2. View page source (Ctrl+U), search for `data-event-eventId` — confirm same
structure as our captured `spike/captures/pre-match-landing.html`.
3. Save the HTML and email it to dev — the parser is environment-agnostic and
should handle their captured HTML byte-for-byte.
This decouples scraper development from probe environment and makes Phase 3
testable offline.
---
## 10. Captured Samples (gitignored, local only)
| File | Purpose |
|---|---|
| `spike/captures/pre-match-landing.html` | `/su/` snapshot, 587 KB, full grid |
| `spike/captures/live-landing.html` | `/su/live` snapshot, 250 KB |
| `spike/captures/basketball-listing.html` | `/su/popular/Basketball`, 471 KB |
| `spike/captures/event-basketball-28405506.html` | NBA Knicks vs 76ers full event, 505 KB |
| `spike/captures/event-football-28089645.html` | UCL Arsenal vs Atletico full event, 1.58 MB |
| `spike/captures/event-tennis-28430484.html` | ATP Rome qualif full event, 244 KB |
| `spike/captures/liveupdate-popular.json` | Live-update API sample response |
| `spike/captures/results-page.html` | `/su/results` response (~20 KB) — captured to evidence the missing public archive endpoint (Phase 8 deviation). |
These artifacts are **not committed** but should be kept locally to back parser unit
tests in Phase 3.
> **Caveats on captures:**
>
> - `live-landing.html` was captured at a moment when no live events were
> in-progress for popular sports.
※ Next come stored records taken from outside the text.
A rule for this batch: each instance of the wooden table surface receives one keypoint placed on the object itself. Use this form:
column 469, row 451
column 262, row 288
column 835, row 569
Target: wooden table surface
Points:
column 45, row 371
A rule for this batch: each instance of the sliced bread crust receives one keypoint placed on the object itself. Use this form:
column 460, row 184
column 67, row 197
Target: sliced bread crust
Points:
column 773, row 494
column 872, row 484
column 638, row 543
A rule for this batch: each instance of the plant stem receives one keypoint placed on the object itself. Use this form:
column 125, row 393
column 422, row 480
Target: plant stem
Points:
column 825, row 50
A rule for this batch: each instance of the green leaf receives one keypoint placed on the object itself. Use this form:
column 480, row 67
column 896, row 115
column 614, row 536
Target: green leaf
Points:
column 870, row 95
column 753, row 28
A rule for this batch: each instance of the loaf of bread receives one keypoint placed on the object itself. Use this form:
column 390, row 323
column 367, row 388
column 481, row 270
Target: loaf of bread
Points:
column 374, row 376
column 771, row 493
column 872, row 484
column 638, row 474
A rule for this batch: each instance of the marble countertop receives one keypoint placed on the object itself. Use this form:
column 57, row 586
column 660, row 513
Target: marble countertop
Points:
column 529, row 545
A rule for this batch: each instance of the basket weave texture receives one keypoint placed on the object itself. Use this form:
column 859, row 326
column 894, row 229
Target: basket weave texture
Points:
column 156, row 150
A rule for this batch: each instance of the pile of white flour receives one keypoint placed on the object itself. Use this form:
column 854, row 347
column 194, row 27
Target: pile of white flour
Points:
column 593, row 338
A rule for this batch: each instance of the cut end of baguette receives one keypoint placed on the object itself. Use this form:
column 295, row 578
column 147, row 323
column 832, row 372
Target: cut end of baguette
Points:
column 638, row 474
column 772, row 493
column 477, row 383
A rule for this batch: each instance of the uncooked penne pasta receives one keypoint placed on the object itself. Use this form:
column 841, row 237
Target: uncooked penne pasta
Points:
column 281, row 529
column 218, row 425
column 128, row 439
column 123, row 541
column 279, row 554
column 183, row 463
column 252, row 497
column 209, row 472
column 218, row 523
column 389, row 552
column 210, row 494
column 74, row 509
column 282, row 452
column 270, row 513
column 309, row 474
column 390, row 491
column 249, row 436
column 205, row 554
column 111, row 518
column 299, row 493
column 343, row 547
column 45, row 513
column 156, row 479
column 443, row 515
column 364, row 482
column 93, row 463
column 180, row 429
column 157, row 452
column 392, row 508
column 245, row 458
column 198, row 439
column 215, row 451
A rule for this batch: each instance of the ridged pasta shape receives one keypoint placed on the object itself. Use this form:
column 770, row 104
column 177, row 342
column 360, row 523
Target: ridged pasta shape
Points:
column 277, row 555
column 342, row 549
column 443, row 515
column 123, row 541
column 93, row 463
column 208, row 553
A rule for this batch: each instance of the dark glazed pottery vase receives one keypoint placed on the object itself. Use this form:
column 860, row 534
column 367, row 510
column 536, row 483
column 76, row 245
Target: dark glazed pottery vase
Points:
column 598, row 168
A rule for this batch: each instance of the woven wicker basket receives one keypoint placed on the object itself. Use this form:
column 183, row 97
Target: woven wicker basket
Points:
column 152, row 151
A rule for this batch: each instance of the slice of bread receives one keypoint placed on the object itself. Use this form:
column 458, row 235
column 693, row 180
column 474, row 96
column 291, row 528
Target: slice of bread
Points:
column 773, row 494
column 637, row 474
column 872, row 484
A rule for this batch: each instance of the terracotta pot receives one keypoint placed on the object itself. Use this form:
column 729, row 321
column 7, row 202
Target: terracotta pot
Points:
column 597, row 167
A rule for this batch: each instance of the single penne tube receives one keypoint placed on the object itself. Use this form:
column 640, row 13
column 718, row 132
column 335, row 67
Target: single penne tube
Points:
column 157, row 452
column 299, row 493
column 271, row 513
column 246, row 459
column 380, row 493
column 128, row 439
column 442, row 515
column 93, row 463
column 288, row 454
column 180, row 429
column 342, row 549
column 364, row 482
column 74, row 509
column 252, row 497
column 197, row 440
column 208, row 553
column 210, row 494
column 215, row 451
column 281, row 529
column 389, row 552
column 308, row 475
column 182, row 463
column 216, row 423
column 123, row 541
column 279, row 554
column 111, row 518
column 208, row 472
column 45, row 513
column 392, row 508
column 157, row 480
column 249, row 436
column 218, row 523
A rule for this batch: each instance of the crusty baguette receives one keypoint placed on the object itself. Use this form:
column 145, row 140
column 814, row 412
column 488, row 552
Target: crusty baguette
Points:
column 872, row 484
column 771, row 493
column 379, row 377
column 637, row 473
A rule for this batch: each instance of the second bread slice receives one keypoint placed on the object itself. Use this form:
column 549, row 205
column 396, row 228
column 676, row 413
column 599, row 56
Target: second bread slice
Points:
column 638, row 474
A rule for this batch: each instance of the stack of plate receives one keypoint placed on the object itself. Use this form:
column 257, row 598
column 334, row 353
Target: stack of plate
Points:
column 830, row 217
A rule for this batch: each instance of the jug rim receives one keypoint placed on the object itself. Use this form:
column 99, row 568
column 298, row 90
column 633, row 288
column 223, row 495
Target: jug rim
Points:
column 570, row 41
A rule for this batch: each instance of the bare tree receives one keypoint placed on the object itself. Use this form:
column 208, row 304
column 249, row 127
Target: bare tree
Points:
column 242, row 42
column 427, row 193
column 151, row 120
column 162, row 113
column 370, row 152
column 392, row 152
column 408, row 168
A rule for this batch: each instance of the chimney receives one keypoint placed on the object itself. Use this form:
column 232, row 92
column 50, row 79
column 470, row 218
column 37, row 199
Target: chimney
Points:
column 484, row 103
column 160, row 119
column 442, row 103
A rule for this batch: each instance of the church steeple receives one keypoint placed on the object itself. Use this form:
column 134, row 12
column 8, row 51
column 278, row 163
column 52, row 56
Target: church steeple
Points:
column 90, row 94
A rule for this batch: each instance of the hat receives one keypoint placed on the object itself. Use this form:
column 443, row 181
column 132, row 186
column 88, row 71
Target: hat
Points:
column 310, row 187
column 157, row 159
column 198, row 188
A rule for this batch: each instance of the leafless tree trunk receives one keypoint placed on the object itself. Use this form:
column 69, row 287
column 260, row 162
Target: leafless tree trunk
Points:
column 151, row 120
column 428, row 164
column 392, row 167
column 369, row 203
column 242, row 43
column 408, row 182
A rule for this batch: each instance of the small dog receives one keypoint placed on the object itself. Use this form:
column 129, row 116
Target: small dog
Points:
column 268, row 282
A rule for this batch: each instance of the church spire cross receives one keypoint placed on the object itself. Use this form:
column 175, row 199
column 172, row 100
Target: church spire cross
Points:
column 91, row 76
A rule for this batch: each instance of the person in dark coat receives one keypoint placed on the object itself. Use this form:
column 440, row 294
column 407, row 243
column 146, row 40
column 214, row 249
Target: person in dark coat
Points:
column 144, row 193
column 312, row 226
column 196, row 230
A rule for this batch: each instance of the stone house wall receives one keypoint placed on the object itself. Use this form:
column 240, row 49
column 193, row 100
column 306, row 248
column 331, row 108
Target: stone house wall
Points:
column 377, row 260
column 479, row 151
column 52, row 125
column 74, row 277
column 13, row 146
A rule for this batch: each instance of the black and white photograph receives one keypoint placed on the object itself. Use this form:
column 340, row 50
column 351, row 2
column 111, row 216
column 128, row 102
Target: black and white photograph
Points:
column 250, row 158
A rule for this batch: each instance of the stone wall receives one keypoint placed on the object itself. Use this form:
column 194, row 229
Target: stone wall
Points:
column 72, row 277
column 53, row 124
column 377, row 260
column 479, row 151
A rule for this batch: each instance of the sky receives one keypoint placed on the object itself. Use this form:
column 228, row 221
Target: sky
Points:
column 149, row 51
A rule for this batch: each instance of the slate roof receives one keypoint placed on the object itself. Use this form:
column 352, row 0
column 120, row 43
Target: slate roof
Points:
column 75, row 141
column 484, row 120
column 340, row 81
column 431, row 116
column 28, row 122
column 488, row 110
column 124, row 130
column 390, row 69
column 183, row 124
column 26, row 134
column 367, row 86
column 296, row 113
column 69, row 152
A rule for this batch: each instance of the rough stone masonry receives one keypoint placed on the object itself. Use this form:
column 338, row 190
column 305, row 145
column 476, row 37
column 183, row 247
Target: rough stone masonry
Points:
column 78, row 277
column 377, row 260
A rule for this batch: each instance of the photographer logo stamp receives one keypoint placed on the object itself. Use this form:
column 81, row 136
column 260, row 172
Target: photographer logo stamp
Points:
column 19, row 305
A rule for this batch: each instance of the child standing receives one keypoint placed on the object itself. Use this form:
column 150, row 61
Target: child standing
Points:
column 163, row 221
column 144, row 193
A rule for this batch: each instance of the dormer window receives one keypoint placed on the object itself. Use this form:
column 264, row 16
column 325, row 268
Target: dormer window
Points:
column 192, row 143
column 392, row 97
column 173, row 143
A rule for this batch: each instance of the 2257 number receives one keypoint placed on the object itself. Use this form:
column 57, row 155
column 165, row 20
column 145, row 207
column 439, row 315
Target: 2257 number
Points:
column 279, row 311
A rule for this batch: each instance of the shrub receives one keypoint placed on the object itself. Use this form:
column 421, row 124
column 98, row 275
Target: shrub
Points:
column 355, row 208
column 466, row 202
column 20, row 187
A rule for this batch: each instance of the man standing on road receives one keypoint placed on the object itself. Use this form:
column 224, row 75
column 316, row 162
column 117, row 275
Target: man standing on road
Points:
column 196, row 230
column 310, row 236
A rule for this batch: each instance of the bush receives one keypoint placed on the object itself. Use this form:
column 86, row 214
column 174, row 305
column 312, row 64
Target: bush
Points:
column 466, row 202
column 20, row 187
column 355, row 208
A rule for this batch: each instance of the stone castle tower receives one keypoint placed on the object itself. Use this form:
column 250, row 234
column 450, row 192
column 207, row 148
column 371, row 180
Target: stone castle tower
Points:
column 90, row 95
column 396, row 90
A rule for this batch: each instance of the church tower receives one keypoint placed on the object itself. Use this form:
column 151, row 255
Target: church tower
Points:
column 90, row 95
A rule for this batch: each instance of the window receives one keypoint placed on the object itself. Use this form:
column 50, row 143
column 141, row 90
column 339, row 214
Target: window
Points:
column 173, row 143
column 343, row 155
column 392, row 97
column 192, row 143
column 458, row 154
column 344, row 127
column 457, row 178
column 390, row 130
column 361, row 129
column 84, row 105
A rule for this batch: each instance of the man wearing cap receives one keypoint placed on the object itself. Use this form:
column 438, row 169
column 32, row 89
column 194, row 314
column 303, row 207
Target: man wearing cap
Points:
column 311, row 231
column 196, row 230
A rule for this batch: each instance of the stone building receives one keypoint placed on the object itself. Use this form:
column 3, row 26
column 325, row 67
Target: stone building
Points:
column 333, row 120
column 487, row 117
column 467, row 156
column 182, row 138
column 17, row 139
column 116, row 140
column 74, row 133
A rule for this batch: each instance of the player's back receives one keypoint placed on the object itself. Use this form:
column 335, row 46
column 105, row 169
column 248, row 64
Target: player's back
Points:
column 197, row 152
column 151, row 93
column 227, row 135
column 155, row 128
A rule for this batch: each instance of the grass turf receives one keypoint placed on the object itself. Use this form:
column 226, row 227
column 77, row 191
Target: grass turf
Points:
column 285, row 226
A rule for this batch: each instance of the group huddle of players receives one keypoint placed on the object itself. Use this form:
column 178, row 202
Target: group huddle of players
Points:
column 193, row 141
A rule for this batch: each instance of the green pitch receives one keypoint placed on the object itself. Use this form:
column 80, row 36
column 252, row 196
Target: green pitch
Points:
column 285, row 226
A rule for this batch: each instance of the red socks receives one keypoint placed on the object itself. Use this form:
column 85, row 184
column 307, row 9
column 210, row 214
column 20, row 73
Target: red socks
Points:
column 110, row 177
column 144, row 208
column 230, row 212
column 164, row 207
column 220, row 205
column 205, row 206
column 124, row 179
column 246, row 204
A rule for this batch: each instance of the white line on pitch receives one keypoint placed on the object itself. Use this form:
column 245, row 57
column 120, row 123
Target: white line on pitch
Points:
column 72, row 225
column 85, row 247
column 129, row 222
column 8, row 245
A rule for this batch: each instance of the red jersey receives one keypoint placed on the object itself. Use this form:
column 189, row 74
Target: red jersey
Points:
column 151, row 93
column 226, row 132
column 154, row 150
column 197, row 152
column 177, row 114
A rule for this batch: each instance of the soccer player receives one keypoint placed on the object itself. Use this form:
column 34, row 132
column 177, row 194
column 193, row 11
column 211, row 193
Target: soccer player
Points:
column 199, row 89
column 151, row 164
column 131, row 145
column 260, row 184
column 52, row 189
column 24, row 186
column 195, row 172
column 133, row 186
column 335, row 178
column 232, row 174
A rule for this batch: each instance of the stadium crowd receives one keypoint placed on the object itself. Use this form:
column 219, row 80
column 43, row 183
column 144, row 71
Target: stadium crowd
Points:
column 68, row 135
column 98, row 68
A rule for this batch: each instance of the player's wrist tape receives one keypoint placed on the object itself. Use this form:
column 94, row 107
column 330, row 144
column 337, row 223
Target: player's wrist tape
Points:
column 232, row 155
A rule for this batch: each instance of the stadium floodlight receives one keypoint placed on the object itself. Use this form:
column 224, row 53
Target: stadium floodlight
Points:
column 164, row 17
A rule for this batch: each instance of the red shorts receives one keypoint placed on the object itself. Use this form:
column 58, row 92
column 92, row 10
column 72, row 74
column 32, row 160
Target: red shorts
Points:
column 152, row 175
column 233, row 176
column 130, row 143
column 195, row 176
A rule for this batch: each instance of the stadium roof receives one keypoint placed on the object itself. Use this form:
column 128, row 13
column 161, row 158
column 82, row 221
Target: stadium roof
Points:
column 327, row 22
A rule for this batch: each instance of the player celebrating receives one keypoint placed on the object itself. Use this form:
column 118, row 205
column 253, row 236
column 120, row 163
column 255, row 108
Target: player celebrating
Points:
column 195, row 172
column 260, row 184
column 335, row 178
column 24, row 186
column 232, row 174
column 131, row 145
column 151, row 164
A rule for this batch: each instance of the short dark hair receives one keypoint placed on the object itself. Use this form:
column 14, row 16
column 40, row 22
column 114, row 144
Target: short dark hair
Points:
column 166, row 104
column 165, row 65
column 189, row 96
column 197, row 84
As a result, the `.score-state` element
> referenced in `SCHEMA_DRAFT.md` §1 is NOT present in this particular capture.
> Phase 3 should re-verify the score selector against a live event during
> parser implementation (the selector itself is well-known across bookmaker
> sites and not in doubt).
> - Hockey events were not sampled directly. Period-result selection key tokens
> for hockey (`1st_Period_Result0.RN_H` etc.) are extrapolated from the
> football/basketball/tennis pattern and marked TBD in `SCHEMA_DRAFT.md`. Phase 3
> must verify against a real hockey event before relying on those tokens.